Following the Hillsborough inquest verdict, I wrote an article for The Guardian on leadership culture in policing. At the most recent meeting of Chief Constables’ Council we built on that idea with a number of papers and guest speakers.
Matthew Syed joined us and gave a presentation based on his book, “Black Box Thinking”. In it he argued that learning - rather than fixed qualities like talent or genes - is the key to success for both organisations and individuals. Blame, on the other hand, stifles debate and diverts energy away from rational progress and improvement. He argued that, “Greatness is not about how much one knows at a particular point in time, it is about how much one is learning, especially when the world around us is changing.”
Sir Robert Francis QC shared his observations on his inquiry into Mid Staffordshire NHS Foundation Trust and what parallels there might be for policing. Dame Anne Owers, the Chair of the IPCC, also talked about the importance of learning and accountability in the police complaints system. We have agreed that we need to develop our thinking in this area and a small team have volunteered to work on this with me.

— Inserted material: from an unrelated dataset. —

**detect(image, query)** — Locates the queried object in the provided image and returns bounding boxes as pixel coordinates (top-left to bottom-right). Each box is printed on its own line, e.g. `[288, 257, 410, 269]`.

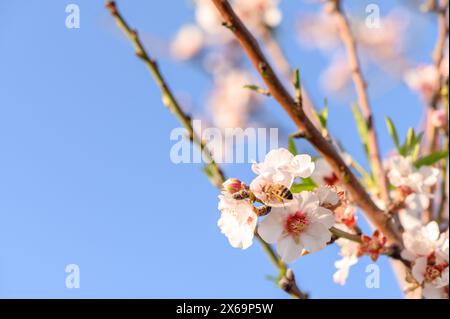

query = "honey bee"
[233, 189, 251, 200]
[263, 184, 294, 203]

On a similar theme, Chiefs talked about the need to have a group of accredited colleagues who can provide peer support. The next Chief Constable of South Yorkshire welcomed the recent peer review of that force and will use it to inform his approach to his new command. It was clear that there are sometimes tensions between seeking honest appraisal in this way and the regulatory inspection regime. However, we were all clear that we have a responsibility to share expertise in order to protect the public and any tensions need to be managed.
We also spent a lot of time discussing the most serious threats: terrorism, organised crime, cyber crime and child abuse. It is these areas where it is particularly important that we have a networked response and we support each other. But I want to touch on the people issues which were equally prominent. Chiefs agreed that, while in time we may want to reduce the number of ranks, the most important priority is to have flatter structures. Several forces are implementing a five level approach and this seemed to make sense to most present. In particular, the need to have a less hierarchical approach and the encouragement of individual contribution were themes from the Leadership Review which were supported.
Chiefs also discussed the importance of staff wellbeing, having signed up to the Workplace Wellbeing Charter for better physical and mental health last year. The CEO of the Police Dependents’ Trust, Gill Scott-Moore, gave us an overview of the role of the charity and explained that there was £3 million available for investing in wellbeing initiatives. This is very welcome and I reflected on its importance later that evening as we attended the Police Bravery Awards and were reminded of the psychological pressure officers are frequently subject to. The Police Dependents’ Trust support is very welcome.